A friend called to express frustration about an electrician who hadn’t answered several messages. I reached out to the electrician, who explained that his son has been sick and he needed a few more days to finish the project. My friend was thrilled to know the work would soon continue.
A colleague called to complain about an account manager who…You get the idea. I spend a surprising amount of my day — both when I’m on the clock and when I’m not — having those conversations that clients and colleagues and friends find too difficult.
Of course, I always ask that person: What can we do to get you to make that call next time?
We vent about our problems with a lot of people in our lives: friends and family members, job recruiters and career coaches, and therapists and marriage counselors. It’s a great first step, but if we’re not prepared to confront these issues, is it really much more than another type of gossip?
I believe in tackling things head-on. That’s why in my own company, Balancing Life’s Issues, the minute someone starts complaining about someone else, I call them in to join the conversation. I know that people are taken aback by this, but to become the kind of organization that we want to be — and to practice what we preach to others— I think it’s important to nip this gossip in the bud.
These kinds of “brutal conversations” aren’t just a way to solve the problem we’re facing at the moment. They help us build stronger, healthier relationships with the people around us.
By “brutal,” I don’t mean being harsh or severe. I’m talking about conversations that are so honest, direct, and to-the-point that at first one or both people might be a little uncomfortable. These are the kinds of talks that have the power to change the status quo, to take something that has gone off track and get it going in the right direction again.

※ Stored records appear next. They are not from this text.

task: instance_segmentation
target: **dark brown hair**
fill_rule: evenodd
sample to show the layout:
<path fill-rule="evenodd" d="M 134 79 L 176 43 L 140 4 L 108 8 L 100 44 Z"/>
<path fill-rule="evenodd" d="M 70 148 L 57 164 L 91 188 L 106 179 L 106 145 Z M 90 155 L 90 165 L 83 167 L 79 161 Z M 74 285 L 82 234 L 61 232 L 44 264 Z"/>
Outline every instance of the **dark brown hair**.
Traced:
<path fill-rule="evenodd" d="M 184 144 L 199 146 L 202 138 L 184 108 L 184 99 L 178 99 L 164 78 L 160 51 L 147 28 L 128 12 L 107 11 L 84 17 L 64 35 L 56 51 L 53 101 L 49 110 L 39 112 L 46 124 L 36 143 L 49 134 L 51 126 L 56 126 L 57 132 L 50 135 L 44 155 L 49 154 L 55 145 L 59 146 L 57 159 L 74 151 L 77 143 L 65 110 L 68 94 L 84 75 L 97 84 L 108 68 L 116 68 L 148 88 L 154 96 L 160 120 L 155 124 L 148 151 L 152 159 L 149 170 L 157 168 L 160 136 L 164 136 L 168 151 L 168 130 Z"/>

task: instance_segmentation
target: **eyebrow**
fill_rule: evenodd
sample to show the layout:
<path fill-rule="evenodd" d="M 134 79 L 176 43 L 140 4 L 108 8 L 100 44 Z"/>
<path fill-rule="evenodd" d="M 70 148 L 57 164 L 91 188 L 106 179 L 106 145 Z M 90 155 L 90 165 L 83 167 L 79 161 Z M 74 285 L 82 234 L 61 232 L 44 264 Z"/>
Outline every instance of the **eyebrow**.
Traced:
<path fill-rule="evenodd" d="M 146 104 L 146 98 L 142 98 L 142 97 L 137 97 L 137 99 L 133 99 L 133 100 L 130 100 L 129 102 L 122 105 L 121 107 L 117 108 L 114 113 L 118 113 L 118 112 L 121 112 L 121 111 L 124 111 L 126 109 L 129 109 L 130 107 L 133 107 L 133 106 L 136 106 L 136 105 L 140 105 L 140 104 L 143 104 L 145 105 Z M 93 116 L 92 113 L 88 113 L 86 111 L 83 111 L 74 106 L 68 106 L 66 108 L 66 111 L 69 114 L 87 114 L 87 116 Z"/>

Does just the thought of having one of these conversations make you tense? That’s OK! Nobody likes having them, but the bad news is that you won’t develop meaningful relationships - professional or personal - unless you do. To start, you’ll need to have those skills on hand when and if they need them.
As you’re thinking about having a tough conversation, here are a few things to keep in mind:
Plan out your conversation. This is not the time to wing it. Know exactly the points that you want to make. Ask yourself what you need to say (just the facts), as well as what you want to say (the supporting evidence).
Be a good listener. You want to make sure that you are understood, but give the other person that same courtesy. Make sure to pay attention to nonverbal cues. Even if the conversation is on Zoom, what they are not saying can tell you a lot.
Be prepared to put on the brakes. When you sense that things aren’t going in the right direction, don’t hesitate to call a time out. That gives you a chance to take a deep breath and redirect the conversation.
Turn the lens on yourself. Take some time to reflect on yourself. What behavior could you change that could help your relationship?
Remember that people come first. Relationships trump everything. And I do mean everything.
I’ve been careful here not to frame this piece as just another version of “How to Have Tough Conversations at Work.” Some of the hardest conversations are with friends and family members. The same set of rules applies — especially that last one at relationships.
This past year has been a struggle for all of us. Let’s all resolve to take advantage of this moment when we’re all coming together again to stop gossiping about the frustrations we feel about others and dare to face them directly. You might not always get it right — I rarely do — but starting the conversation is the best way to really get to know one another.